A program value is related to a Coq string in a particular state if either the value points to a value of 0 in the heap and the string is the empty string, or the value points to a number that is the ASCII encoding of the first character of the string and the next location in the heap is related to the tail part of the string.

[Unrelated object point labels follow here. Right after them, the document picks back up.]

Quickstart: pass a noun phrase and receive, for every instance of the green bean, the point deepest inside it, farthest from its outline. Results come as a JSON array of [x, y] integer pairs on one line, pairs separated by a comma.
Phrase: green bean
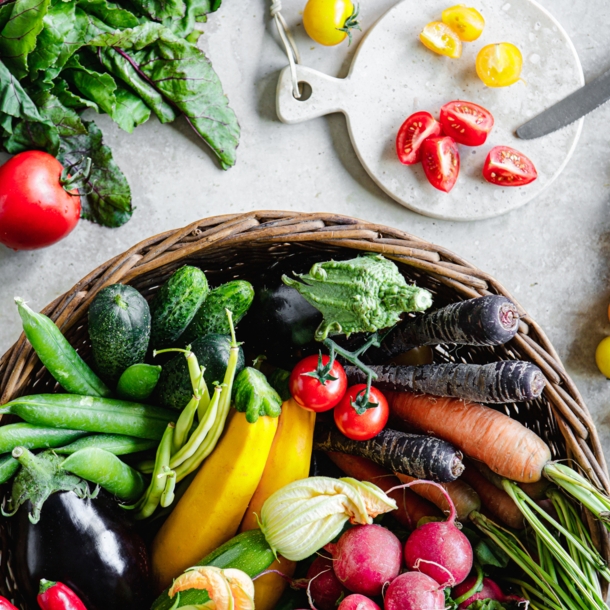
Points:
[[138, 381], [106, 470], [151, 499], [200, 434], [58, 356], [91, 414], [115, 443], [8, 467], [35, 437]]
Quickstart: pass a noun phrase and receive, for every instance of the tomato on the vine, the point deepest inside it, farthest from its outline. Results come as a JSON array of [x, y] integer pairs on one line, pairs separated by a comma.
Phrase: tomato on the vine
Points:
[[412, 134], [467, 123], [330, 22], [363, 425], [35, 208], [314, 386]]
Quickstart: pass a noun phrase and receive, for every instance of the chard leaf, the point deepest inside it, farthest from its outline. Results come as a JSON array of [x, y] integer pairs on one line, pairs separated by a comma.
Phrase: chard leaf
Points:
[[108, 12], [58, 23], [14, 101], [109, 200], [117, 62], [185, 78], [18, 36], [69, 99]]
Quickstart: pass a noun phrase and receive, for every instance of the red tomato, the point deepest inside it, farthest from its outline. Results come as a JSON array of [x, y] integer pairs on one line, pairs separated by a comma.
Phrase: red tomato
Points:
[[35, 210], [466, 123], [441, 161], [508, 167], [312, 393], [412, 133], [370, 423]]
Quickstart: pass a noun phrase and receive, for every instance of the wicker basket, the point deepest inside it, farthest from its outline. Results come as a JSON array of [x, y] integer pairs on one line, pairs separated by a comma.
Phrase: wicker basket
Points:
[[240, 245]]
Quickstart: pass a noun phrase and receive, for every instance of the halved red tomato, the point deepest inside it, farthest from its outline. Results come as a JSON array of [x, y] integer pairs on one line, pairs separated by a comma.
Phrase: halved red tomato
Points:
[[441, 161], [412, 133], [466, 123], [506, 166]]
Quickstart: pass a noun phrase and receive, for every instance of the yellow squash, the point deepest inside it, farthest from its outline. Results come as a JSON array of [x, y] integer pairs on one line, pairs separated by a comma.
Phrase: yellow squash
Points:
[[213, 506], [289, 461]]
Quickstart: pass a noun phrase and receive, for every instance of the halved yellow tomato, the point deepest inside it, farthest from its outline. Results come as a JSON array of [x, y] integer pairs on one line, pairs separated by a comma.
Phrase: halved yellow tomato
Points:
[[465, 21], [499, 65], [440, 38]]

Program Syntax and Semantics

Syntax

Programs, really subroutines, to be analyzed in SLMech follow a somewhat C-like syntax of statements and expressions embedded in Coq. The statement types are arranged in a hierarchy of complexity:

Inductive term : Type :=
| skip : term
| abort : term
| ret : term.

Inductive atom : Type :=
| terminal : term -> atom
| assign : var -> expr -> atom
| heapload : var -> expr -> atom
| heapwrite : expr -> expr -> atom
| pcons : var -> var -> expr -> atom
| dispose : expr -> atom
| local : var -> term -> atom.

Inductive stmt : Type :=
| atomistic : atom -> stmt
| ifelse : bexpr -> stmt -> stmt -> stmt -> stmt
| while : bexpr -> stmt -> stmt
| atomic : stmt -> stmt
| seq : stmt -> stmt -> stmt.

The differentiator is that terms do not modify program state, atoms may modify state but do not contain any sub-statements, and stmts may contain sub-statements. Separating out these three classes of statements simplifies many proofs that rely on reducing complexity from stmt to term.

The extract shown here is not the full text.